Bannon Urges Support for Trump at ZOA

YERUSHALAYIM
Steve Bannon, former chief strategist to President Donald Trump, speaks during an event in Manchester, N.H., Thursday. (AP Photo/Mary Schwalm)

Former White House strategist Steve Bannon declared at a gathering of the the Zionist Organization of America (ZOA) on Sunday night that President Donald Trump is “the strongest supporter of Israel since Ronald Reagan.”

But, he said, “We have a long, dark valley to go through, folks,” referring to those who would block the president’s foreign policy and seek to undo his 2016 electoral victory.

“Iran, Turkey, Hezbollah, Hamas, the Muslim Brotherhood… the Middle East right now is on a knife’s edge… the pressure president Trump is under in Washington, as the radical left tries to nullify – and they’re trying to nullify – the 2016 election… President Trump needs our back. President Trump needs our back because we’re a nation at war, and this war is only going to be won if we bind together and work as partners,” said Bannon, the key speaker at the event.

Bannon also said that Pres. Trump is following through on his promise to “eradicate” radical Islam “completely from the face of the Earth.”

“Look what he did in the first nine or ten months of his administration – destroyed the physical caliphate of ISIS.”

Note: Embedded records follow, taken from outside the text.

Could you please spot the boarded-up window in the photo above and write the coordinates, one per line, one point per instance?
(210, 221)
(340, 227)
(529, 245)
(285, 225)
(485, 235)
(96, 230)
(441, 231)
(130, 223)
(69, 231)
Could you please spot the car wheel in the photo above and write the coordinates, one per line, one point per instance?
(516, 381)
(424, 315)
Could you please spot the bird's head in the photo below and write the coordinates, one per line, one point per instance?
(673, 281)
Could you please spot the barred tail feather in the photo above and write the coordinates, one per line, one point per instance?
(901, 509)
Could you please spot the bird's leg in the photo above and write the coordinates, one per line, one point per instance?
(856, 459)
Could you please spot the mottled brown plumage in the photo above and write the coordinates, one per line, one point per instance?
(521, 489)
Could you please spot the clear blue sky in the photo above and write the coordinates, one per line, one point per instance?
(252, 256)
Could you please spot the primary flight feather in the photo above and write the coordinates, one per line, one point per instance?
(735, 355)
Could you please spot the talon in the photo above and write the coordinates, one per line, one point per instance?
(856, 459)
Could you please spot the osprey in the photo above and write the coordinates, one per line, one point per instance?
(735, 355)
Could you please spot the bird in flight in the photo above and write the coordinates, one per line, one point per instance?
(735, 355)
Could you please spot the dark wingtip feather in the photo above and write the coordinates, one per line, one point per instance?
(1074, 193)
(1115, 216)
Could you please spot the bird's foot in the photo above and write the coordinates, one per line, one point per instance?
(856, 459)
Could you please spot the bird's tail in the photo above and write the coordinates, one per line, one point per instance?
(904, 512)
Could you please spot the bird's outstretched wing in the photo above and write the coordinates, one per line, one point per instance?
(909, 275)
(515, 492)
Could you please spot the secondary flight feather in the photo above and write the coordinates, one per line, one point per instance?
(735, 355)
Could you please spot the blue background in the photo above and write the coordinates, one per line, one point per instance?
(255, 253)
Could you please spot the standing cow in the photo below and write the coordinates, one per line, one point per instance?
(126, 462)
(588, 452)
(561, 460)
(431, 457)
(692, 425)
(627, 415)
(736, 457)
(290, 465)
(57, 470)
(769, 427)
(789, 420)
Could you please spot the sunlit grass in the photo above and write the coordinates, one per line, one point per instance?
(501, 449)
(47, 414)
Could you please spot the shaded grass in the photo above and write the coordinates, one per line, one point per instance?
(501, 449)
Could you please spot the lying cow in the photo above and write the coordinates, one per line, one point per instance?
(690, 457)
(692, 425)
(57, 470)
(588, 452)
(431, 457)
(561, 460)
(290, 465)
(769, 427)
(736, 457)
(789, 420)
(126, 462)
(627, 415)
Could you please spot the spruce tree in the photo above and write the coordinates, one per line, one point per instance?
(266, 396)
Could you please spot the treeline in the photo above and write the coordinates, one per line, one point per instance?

A current member of the Trump administration, ambassador to Israel David Friedman, also hailed the change in Washington:

“We came into office on the heels of perhaps the greatest betrayal of Israel by a sitting president in American history,” Friedman said. “I hope you agree with me that we have turned a page since the dark days of last December. Gone are the days when the United Nations bashes Israel with impunity.”

Friedman said that Pres. Trump and Israeli leaders are on the same page with regard to Iran and Mideast peacemaking, and that the peace plan on the drawing boards will prioritize Israeli security.

“The president recognizes the critical importance that Judea and Samaria never become the failed experiment that we saw in the Gaza Strip,” Friedman said.

“And perhaps most importantly, you will never hear the president make the case, as his predecessor did, that there is some symmetrical relationship between, let’s say, building a house in the Samarian village of Halamish and the brutal murder of a father, son and a daughter in Halamish at a Shabbat table.”

While Bannon and Friedman were received enthusiastically with repeated interruptions for applause, outside the Midtown Manhattan hotel venue, dozens of left-wing Jewish activists held a protest demonstration.

Harvard Law Professor Alan Dershowitz, who also spoke at the ZOA, called for centrism and warned of extremism, particularly pointing to the far-left. “I think today the hard left is far more dangerous to Israel’s existence and to the safety of the Jewish community,” Dershowitz told Haaretz. “The right has no influence today on college campuses, which are the future leaders of America.”